Somut uyuşmazlıkta, davacılar 23.08.2002 günlü dava dilekçesi ile 881 parsel sayılı taşınmaz maliki davalıların maliki oldukları 889 parsel sayılı taşınmaza elatmalarının önlenmesi ve yapıların kal’ini talep etmişlerdir. Dava tarihinde dava konusu 881 parsel sayılı taşınmazda davalı E.. K.. paydaş iken, yargılama sırasında payını dava dışı H.. Y.. Ç..’ye devrettiği anlaşılmaktadır. Anılan yeni malik davada yer almamış, payı devreden davalı E.. hakkında hüküm kurulmuştur. Dava konusu taşınmaz payı yargılama sırasında dava dışı üçüncü kişiye devredilmiş olduğundan davacılara HMK’nın 125. Maddesindeki seçimlik haklarını kullanmak üzere süre verilerek sonucuna göre bir karar verilmesi gerekir.

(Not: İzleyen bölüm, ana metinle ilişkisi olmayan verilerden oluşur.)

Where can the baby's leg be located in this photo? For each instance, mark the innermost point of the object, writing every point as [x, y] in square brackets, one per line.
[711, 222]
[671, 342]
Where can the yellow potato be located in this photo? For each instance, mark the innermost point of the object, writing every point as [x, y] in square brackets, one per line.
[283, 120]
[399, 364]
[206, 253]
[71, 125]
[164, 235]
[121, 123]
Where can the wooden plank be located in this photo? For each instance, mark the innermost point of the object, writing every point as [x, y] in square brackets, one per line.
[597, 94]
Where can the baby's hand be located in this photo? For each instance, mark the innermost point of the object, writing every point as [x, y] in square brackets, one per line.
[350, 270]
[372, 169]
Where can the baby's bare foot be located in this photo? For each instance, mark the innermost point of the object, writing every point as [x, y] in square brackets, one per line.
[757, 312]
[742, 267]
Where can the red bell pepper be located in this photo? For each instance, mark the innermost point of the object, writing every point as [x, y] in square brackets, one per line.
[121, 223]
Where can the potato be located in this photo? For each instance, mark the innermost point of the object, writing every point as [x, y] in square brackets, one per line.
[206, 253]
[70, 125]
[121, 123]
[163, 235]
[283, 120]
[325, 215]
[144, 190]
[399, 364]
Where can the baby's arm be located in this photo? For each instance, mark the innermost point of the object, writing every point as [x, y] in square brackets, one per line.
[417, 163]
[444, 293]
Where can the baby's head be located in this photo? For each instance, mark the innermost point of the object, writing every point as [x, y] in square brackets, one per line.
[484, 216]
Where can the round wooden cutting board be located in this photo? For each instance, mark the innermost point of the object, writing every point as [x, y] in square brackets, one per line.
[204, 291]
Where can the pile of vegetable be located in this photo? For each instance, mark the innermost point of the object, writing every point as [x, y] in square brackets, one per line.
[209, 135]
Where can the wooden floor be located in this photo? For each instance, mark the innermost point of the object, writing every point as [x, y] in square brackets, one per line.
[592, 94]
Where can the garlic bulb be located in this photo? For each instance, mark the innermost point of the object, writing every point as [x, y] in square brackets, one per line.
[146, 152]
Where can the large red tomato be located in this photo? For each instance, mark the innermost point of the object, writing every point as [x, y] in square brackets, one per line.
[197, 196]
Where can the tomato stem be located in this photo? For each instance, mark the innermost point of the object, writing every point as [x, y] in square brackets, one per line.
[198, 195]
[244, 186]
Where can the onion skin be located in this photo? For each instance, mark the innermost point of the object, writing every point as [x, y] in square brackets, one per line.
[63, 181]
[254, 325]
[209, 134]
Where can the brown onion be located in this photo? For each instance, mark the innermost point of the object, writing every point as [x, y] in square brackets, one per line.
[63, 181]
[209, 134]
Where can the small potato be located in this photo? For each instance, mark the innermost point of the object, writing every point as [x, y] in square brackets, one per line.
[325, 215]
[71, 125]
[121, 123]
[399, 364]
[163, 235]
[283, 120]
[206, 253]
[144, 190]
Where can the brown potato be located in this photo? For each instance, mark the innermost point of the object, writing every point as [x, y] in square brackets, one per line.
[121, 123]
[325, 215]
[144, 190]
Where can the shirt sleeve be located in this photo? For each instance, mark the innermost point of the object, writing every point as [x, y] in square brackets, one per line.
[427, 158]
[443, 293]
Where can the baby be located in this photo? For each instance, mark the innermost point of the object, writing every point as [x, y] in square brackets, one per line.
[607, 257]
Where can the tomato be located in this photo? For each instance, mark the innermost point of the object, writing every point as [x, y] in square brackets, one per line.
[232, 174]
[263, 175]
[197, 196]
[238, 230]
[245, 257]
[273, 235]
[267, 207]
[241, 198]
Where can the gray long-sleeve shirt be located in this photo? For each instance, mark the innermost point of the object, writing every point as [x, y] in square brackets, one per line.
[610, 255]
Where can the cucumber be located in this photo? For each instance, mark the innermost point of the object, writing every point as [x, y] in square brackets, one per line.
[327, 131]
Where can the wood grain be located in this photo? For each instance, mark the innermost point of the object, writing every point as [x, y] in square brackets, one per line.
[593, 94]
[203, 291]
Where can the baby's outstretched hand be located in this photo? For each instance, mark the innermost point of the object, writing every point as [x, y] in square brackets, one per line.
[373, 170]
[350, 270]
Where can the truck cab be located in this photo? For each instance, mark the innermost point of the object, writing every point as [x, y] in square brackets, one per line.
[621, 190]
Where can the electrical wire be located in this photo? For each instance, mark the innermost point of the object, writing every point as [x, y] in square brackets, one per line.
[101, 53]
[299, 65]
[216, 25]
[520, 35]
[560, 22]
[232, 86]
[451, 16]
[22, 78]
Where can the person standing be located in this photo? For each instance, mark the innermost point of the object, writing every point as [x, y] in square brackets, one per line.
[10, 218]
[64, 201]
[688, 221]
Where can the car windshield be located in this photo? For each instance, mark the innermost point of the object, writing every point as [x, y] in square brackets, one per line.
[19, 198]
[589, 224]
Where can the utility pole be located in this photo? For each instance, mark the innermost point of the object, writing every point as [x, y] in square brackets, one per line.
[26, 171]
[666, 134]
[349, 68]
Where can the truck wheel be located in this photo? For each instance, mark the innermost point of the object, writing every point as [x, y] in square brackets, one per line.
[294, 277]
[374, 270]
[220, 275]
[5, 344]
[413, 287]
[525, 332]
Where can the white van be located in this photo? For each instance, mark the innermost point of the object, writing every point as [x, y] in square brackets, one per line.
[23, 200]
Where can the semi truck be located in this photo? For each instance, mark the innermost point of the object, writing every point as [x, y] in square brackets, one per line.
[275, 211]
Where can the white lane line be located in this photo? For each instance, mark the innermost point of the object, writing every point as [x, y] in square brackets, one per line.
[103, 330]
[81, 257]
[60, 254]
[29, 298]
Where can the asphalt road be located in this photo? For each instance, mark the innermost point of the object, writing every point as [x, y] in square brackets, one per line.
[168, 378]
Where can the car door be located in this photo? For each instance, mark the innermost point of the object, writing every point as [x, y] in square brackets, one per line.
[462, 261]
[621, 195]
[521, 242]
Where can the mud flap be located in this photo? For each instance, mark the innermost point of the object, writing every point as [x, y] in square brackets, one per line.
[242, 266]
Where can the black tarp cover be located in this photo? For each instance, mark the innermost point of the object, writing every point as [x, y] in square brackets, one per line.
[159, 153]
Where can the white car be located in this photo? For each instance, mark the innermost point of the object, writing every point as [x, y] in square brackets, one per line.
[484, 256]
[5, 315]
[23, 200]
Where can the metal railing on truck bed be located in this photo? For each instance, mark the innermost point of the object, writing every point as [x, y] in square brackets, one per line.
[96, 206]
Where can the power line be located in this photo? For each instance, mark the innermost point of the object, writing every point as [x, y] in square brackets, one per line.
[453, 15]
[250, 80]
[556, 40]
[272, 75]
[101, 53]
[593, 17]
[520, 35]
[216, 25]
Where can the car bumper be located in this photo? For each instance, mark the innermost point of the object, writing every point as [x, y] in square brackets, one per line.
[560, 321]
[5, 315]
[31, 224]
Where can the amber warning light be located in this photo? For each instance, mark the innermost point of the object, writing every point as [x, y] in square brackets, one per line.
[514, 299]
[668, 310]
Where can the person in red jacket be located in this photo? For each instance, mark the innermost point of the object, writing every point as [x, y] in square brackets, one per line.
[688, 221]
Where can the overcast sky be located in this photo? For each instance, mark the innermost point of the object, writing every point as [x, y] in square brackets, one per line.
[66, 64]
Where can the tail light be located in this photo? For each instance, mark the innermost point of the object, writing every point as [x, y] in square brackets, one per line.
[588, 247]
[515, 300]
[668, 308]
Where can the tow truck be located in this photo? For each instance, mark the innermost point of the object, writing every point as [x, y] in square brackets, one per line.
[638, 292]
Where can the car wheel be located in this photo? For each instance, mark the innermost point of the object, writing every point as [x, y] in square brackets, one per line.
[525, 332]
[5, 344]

Mahkemece, açıklanan bu husus gözden kaçırılarak yazılı gerekçeyle elatmanın önlenmesi ve kal davasının kabulüne karar verilmesi doğru görülmemiş, bu sebeple kararın bozulması gerekmiştir.
SONUÇ: Yukarıda (1.) bentte açıklanan nedenlerle davalı A.. İ.. vekili diğer temyiz itirazlarının reddine; (2.) bentte açıklanan nedenlerle davalı A.. İ.. vekilinin temyiz itirazlarının kabulü ile hükmün BOZULMASINA, 1.100 TL Yargıtay duruşma vekalet ücretinin temliken tescil davalılarından alınarak davacı A.. İ..’a verilmesine, peşin yatırılan harcın istek halinde yatırana iadesine, 18.03.2014 tarihinde oybirliği ile karar verildi.